WhereToEmigrate.io covers 200+ countries & territories and 2,100+ verified immigration programmes, providing data-driven guidance to help professionals make informed emigration decisions.
It started with a problem we lived through
wheretoemigrate.io was born in London — a city built by people who came from somewhere else. London has always been one of the world's great crossroads for emigrants and immigrants alike, and it's where we watched the emigration landscape up close: the excitement, the bureaucracy, the costly mistakes, the life-changing wins.
But we didn't start as observers. We started as emigrants ourselves. Members of our team have relocated across continents — from South America to Europe, from Europe to North America, from Asia to the Middle East. We've dealt with the visa paperwork, the savings calculations, the agonising "is this the right country?" question at 2 a.m. We've hired immigration lawyers who charged thousands before telling us what we could have figured out in an afternoon with the right information.
The gap we set out to fill
Here's what we discovered: the information you need to make a smart emigration decision exists. It's scattered across government websites in different languages, buried in Reddit threads, hidden behind expensive consultancy fees, or wrapped in marketing fluff by countries trying to attract your money.
Nobody had put it all together in one place and built a tool that could actually match your specific profile — your nationality, savings, profession, age, language skills, priorities — against real visa requirements and tell you, plainly, which countries are realistic for you and which ones aren't.
So we built it. As of March 2026, wheretoemigrate.io cross-references 2,100+ verified visa programmes across 200+ countries & territories — each traced to official government sources and updated quarterly — making it one of the most comprehensive emigration-matching databases available to the public.
What we actually do
We built an assessment engine that cross-references your personal data against the immigration requirements of dozens of countries. Not theoretical eligibility — practical eligibility. Can you actually get in, afford it, and build a life there?
Our free verdict gives you a ranked list of your best-fit countries. Our paid reports go deeper: specific visa pathways, realistic cost breakdowns, timeline estimates, and concrete next steps. Everything is written by people who've been through the process themselves, verified against official sources, and reviewed on a quarterly cycle to keep up with changing requirements.
Between review cycles, some programmes may not reflect the very latest changes — immigration law moves fast, and governments don't always announce changes in advance. We're upfront about this: every pathway in our database shows when it was last reviewed, and we always recommend verifying specifics with official sources before committing.
We don't sugarcoat. If a country looks great on paper but the reality on the ground is different, we'll tell you. If a popular destination doesn't fit your profile, we won't pretend it does just to keep you happy.
What we are not
We're not an immigration law firm. We don't submit visa applications or represent you before any government. We're not financial advisors. We don't tell you what to do — we give you the information you need to decide for yourself.
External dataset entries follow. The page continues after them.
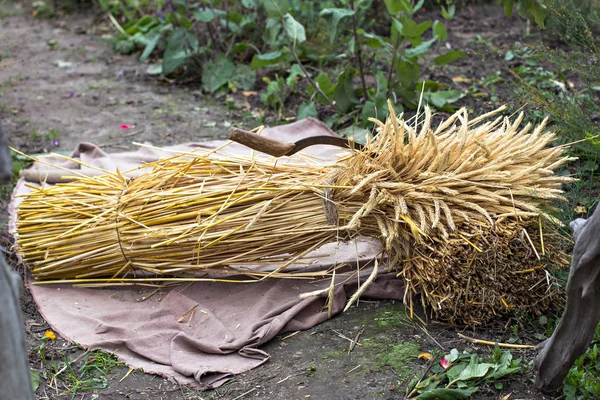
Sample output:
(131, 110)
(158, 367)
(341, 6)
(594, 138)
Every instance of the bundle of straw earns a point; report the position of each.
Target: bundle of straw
(428, 194)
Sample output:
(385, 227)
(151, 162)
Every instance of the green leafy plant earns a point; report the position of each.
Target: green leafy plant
(583, 379)
(227, 44)
(460, 375)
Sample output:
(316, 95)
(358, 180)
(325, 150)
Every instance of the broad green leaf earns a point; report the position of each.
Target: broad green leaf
(420, 49)
(475, 369)
(502, 372)
(295, 71)
(449, 12)
(276, 8)
(418, 6)
(180, 47)
(205, 15)
(396, 6)
(262, 60)
(409, 27)
(217, 73)
(439, 30)
(454, 372)
(306, 110)
(447, 394)
(324, 82)
(448, 57)
(508, 4)
(441, 98)
(250, 4)
(533, 8)
(150, 47)
(272, 30)
(422, 27)
(343, 94)
(408, 72)
(334, 15)
(373, 40)
(35, 380)
(294, 29)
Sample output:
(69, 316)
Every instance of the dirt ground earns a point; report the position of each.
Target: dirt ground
(54, 96)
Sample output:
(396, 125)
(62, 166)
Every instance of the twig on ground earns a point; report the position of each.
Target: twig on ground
(345, 337)
(245, 393)
(355, 341)
(489, 343)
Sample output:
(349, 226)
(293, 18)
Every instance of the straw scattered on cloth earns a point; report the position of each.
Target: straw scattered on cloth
(203, 333)
(426, 192)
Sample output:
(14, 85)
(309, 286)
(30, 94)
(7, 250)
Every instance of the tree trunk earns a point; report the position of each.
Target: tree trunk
(576, 329)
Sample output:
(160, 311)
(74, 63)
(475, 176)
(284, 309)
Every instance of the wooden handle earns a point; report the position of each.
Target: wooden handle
(263, 144)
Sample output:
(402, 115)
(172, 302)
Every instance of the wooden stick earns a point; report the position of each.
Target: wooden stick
(487, 342)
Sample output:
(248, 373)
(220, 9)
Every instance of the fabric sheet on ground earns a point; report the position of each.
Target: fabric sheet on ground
(222, 337)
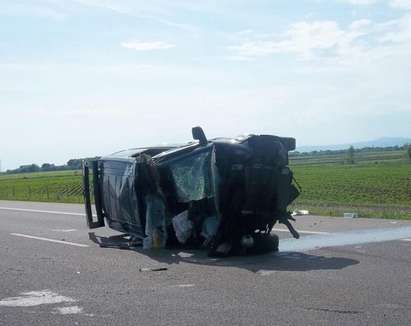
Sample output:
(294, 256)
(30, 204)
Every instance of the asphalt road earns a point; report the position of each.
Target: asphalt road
(342, 271)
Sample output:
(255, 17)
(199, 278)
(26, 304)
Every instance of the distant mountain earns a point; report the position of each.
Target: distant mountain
(380, 142)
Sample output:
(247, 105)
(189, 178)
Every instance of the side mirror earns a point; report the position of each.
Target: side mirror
(198, 134)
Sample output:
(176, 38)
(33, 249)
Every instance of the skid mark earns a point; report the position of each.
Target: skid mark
(49, 240)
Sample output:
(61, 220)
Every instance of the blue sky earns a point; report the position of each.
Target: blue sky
(86, 77)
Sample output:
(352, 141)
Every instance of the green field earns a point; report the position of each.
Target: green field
(377, 185)
(372, 190)
(60, 186)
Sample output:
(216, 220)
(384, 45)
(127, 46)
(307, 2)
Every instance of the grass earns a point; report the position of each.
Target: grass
(378, 185)
(372, 190)
(60, 186)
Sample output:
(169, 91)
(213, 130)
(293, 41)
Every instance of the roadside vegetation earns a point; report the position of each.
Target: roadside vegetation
(372, 183)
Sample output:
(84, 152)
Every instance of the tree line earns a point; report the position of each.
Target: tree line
(72, 164)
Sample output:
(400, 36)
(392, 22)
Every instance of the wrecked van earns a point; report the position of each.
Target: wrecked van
(223, 194)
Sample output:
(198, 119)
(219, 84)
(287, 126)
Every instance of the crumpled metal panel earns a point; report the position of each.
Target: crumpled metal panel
(192, 175)
(119, 196)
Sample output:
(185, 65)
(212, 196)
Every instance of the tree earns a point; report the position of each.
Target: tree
(350, 155)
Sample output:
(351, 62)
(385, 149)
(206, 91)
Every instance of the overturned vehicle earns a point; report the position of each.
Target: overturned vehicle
(224, 195)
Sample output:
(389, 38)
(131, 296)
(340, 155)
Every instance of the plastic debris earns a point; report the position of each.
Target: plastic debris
(183, 227)
(350, 215)
(153, 269)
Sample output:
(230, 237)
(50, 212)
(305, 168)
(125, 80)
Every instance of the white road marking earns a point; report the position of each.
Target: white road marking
(41, 211)
(34, 298)
(301, 231)
(72, 310)
(49, 240)
(184, 285)
(355, 237)
(63, 230)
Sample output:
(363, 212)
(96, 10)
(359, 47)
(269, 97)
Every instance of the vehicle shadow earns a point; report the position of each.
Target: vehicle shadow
(275, 261)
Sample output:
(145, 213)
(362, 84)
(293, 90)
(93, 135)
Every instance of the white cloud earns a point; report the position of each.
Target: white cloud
(304, 39)
(361, 2)
(402, 4)
(147, 46)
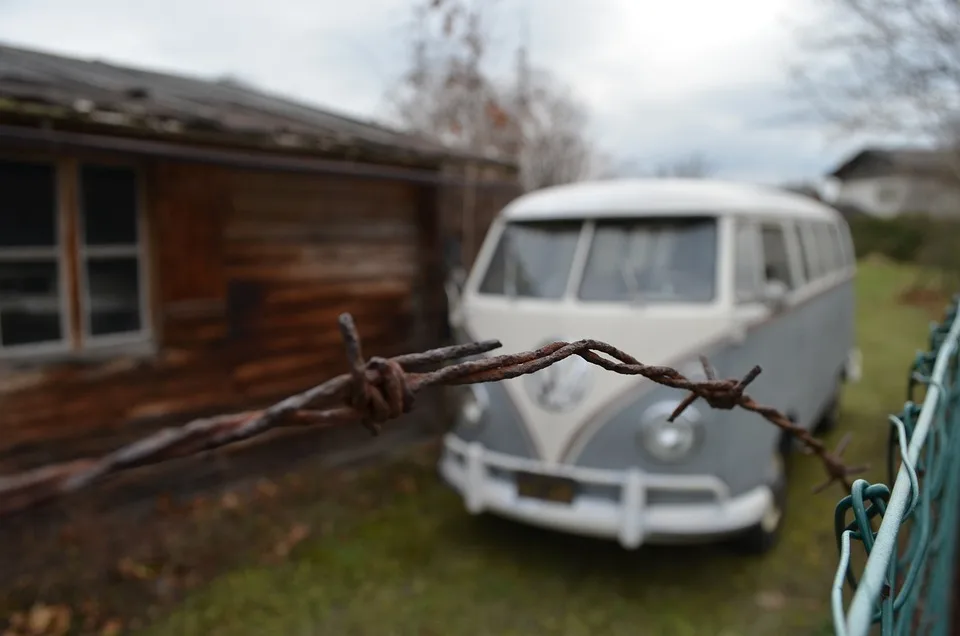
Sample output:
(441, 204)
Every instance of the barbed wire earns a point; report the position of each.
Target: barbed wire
(382, 389)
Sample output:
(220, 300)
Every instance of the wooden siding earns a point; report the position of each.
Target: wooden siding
(250, 272)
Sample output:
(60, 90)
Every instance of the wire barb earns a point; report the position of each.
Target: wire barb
(381, 389)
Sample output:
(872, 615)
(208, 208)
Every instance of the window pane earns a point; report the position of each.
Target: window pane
(108, 205)
(826, 247)
(532, 259)
(114, 295)
(746, 264)
(804, 256)
(776, 259)
(29, 303)
(28, 208)
(810, 253)
(652, 260)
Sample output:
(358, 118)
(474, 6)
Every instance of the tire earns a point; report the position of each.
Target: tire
(830, 419)
(763, 536)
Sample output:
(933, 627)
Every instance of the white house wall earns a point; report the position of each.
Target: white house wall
(867, 194)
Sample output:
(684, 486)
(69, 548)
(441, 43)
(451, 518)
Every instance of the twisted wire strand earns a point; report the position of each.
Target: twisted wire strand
(381, 389)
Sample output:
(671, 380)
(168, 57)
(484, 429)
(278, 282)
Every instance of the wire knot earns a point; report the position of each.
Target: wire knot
(719, 394)
(379, 391)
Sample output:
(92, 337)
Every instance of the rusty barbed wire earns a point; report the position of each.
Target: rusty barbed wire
(381, 389)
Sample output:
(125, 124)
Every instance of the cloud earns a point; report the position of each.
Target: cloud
(661, 79)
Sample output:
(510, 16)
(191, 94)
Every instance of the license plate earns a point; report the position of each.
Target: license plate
(546, 487)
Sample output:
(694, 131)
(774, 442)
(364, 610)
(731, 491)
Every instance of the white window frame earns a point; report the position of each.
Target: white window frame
(749, 231)
(811, 251)
(136, 250)
(794, 283)
(69, 224)
(43, 254)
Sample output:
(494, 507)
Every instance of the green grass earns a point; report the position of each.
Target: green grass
(411, 561)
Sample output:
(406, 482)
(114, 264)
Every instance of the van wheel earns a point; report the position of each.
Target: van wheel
(831, 416)
(763, 536)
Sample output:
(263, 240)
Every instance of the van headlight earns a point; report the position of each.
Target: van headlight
(670, 441)
(473, 404)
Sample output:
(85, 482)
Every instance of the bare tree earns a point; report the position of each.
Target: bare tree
(450, 96)
(884, 66)
(891, 67)
(693, 166)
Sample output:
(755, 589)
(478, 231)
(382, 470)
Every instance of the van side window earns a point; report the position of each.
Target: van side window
(746, 259)
(827, 248)
(846, 246)
(839, 254)
(811, 254)
(533, 259)
(776, 258)
(801, 252)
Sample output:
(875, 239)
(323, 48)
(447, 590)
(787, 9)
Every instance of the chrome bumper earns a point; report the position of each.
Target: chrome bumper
(630, 520)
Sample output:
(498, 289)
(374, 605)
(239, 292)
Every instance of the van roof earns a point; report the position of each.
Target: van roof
(638, 197)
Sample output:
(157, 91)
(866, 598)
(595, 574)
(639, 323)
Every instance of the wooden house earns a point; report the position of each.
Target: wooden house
(173, 247)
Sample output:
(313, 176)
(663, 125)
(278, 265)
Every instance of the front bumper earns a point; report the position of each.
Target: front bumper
(482, 478)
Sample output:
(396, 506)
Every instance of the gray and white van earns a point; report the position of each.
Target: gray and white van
(666, 270)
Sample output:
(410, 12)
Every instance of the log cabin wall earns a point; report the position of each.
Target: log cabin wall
(247, 272)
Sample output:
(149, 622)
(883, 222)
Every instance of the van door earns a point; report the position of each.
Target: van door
(769, 336)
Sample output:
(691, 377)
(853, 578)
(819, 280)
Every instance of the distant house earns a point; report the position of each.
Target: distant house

Think of us as the research phase done right. The part that should come before you hire a lawyer, before you book a one-way flight, before you commit your savings to a path that might not work.
From London to everywhere
What started in a flat in Shoreditch has grown into a platform built for people from any country. Our assessment engine is designed for software engineers in Lagos looking at Canada, retirees in London considering Portugal, teachers in Manila exploring the Gulf, digital nomads in São Paulo weighing up Southeast Asia, and families in Johannesburg planning a move to Australia.
We cover emigration pathways across Europe, North America, Asia-Pacific, the Middle East, and beyond — because the question "where should I go?" doesn't respect borders, and neither do we.